SRINAGAR: A prominent pro-India Kashmiri politician resigned Thursday from India’s Parliament and from his regional party to protest a government crackdown in Kashmir that prevented people from offering Eid prayers for the first time in the troubled region.
Tariq Hameed Karra, a founding member of the People’s Democratic Party, said he quit to express his anger over the “brutal policy’” followed by Indian Prime Minister Narendra Modi’s government and the acquiescence of his party, a coalition partner.
His decision is a setback for his party in Indian-controlled Kashmir, which has been wracked by massive protests for the past two months following the killing of a popular rebel leader. More than 80 people have been killed and thousands wounded, mostly by government forces firing bullets and shotgun pellets to quell the protests.
Kashmir is divided between India and Pakistan and claimed by both.

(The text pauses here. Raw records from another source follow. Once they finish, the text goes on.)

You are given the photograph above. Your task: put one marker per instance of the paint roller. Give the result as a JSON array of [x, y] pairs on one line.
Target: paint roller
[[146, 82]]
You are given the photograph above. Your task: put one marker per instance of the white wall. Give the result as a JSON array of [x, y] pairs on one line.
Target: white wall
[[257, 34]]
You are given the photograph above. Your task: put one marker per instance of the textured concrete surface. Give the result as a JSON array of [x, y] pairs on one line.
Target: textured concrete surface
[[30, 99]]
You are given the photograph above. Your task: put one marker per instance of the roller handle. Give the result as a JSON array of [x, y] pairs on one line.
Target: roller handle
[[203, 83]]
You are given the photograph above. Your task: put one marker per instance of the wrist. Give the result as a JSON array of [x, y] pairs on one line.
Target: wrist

Most Kashmiris want an end to Indian rule and favor independence or a merger with Pakistan.
With the entire Kashmir Valley under a strict curfew, most people stayed indoors for the Islamic festival of Eid Al-Adha on Tuesday. Usually bustling on the holiday, places of worship and marketplaces were deserted.
“For the first time in history, the people of Kashmir were not allowed to offer Eid prayers. Certain shrines and even the Grand Mosque were locked,” Karra told reporters Thursday in Srinagar, the main city in the region.
“Kashmiri blood is being spilled on the walls, lanes and drains of the valley,’” he said.
He accused the Indian government of brutality and insensitivity toward Kashmir.
Separatist leaders have repeatedly urged police officers and politicians during the current unrest “to disengage from the Indian state.’“
Early this month, protesters set fire to the house of Nazir Laway, a local lawmaker in south Kashmir.
The governing People’s Democratic Party is now left with two lawmakers in India’s Parliament representing the region.
It emerged in the early 2000s as the strongest opponent to the National Conference, a regional rival, which is now an opposition party, using pro-separatist views for electoral gains. It first came to power in Kashmir in 2002 and assumed power for a second time in 2015 in coalition with Modi’s Bharatiya Janata Party after failing to win enough seats to form a government on its own.
“Though I was all along feeling suffocated” by his party’s alliance with Modi’s party, “my conscience was shaken during the last two months,” Karra said.